Als je moeder oud geworden

en jij ook wat ouder bent,

als wat vroeger haar licht afging

nu tot last zich heeft bekend,

als haar lieve, trouwe ogen

niet meer kijken als voorheen,

als haar voeten, moe geworden,

niet meer dragen, steen en been,

steun haar dan met beide armen

en leidt haar met blij gemoed

– want het uur komt dat je huilend

haar voor ’t laatst begeleiden moet!

Aardig moedergedichtje, toch? Beetje sentimenteel en drammerig, maar verder perfect geknipt voor zo’n melige ‘deel-dit-als-je-van-je-moeder-houdt’- post met Moederdag. De auteur, vraagt u? Oh, nou, welja… Adolf Hitler. De beruchte bloksnor is slechts één van de drieëndertig dictators die Paul Damen oplijst in zijn lijvige bloemlezing “Bloemen van het kwaad.” Van Nero tot Osama Bin Laden, allemaal pleegden ze weleens een gedichtje, de ene al met meer verve dan de andere.

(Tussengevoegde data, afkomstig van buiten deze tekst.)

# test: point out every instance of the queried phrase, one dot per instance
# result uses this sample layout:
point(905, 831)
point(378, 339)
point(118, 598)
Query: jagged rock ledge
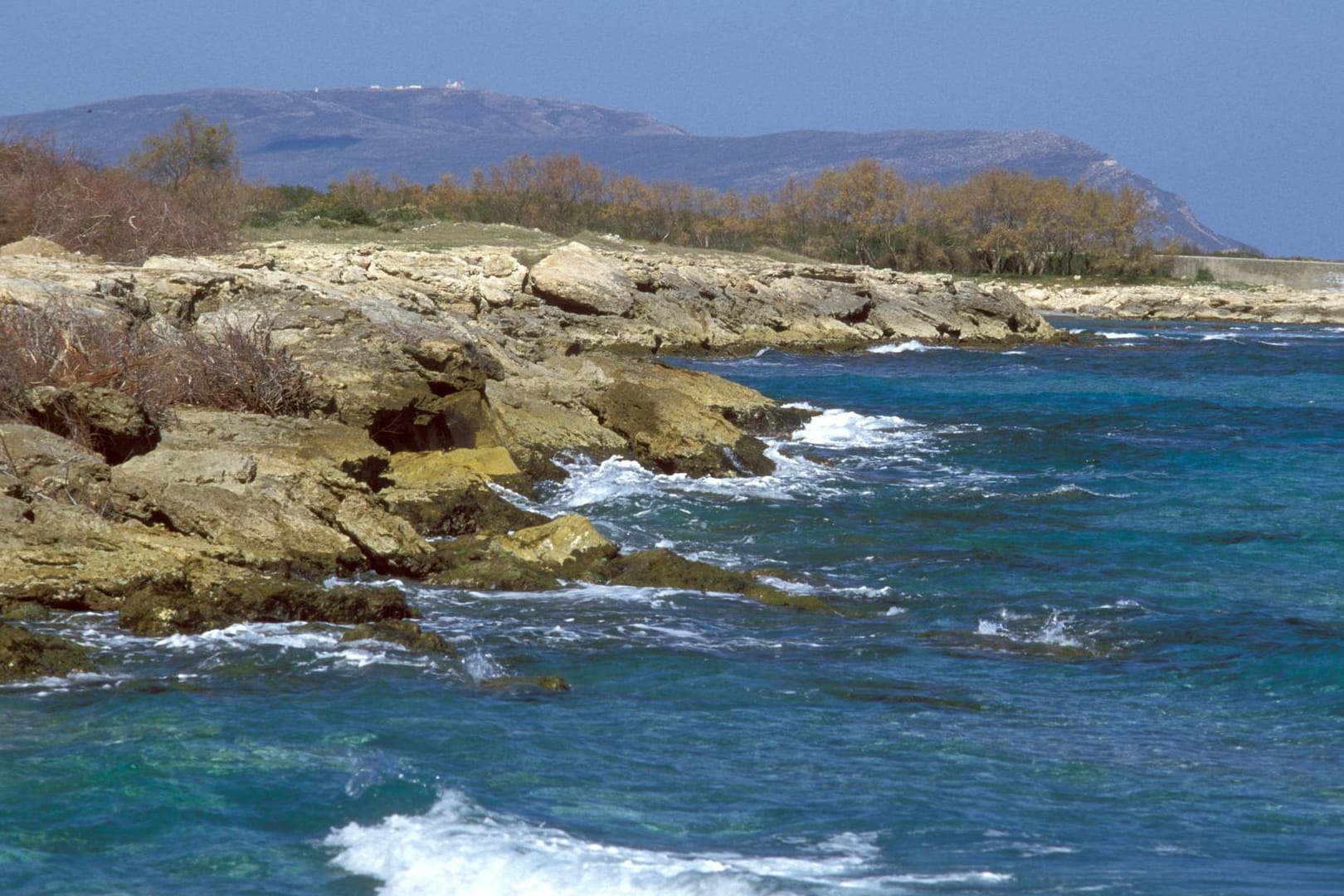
point(438, 377)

Ayatollah Khomeini: 'Gooi de cafédeuren open want ik ben de moskee spuugzat'
© GF

Het is een slimme vondst van Damen: de focus op het poëtisch oeuvre van de alleenheersers zorgt voor een stevige rode draad in een bundeling van min of meer bekende levensverhalen. Net door de vaak onbekende literaire nalatenschap van de dictators als uitgangspunt te nemen, kan Damen ook inzoomen op de petite histoire van figuren die doorheen de jaren al uitentreure zijn opgevoerd in biografieën en geschiedenisboeken. Dat pakt soms erg verrassend uit. Of had u in wijlen kolonel Kadhafi een freestylende poëet gezien, die zijn “oeuvre” in een stream -of -consciousness op band smeet? Of dat Hitler zich, jaren voor zijn politieke doorbraak en lang voor het schrijven van ‘Mein Kampf’, voorstelde als ‘Schriftsteller? Of dat Dzjenghis Khan, als hij niet in hoogsteigen persoon zijn bijdrage leverde aan de herbevolking van de Mongoolse steppen, epische strijdverzen schreef?

Klein decennium werk

Damen zorgt ervoor dat de levensverhalen van die gruwelijke machtshebbers ook nog eens vlot weglezen, in een meestentijds badinerende stijl, die hier en daar wordt aangepunt met een stevige scheut (terechte) verontwaardiging. Daarbij is Damen niet mals voor fellow travelers en propagandisten. Zo haalt hij stevig uit naar Nederlandse auteurs als Harry Mulisch of Anja Meulenbelt, die kritiekloos dweepten met Fidel Castro of Mao Zedong. Alles bij elkaar heeft Damen er een klein decennium werk aan gehad om alle biografische info, teksten en vertalingen – het merendeel van zijn eigen hand – bij elkaar te brengen.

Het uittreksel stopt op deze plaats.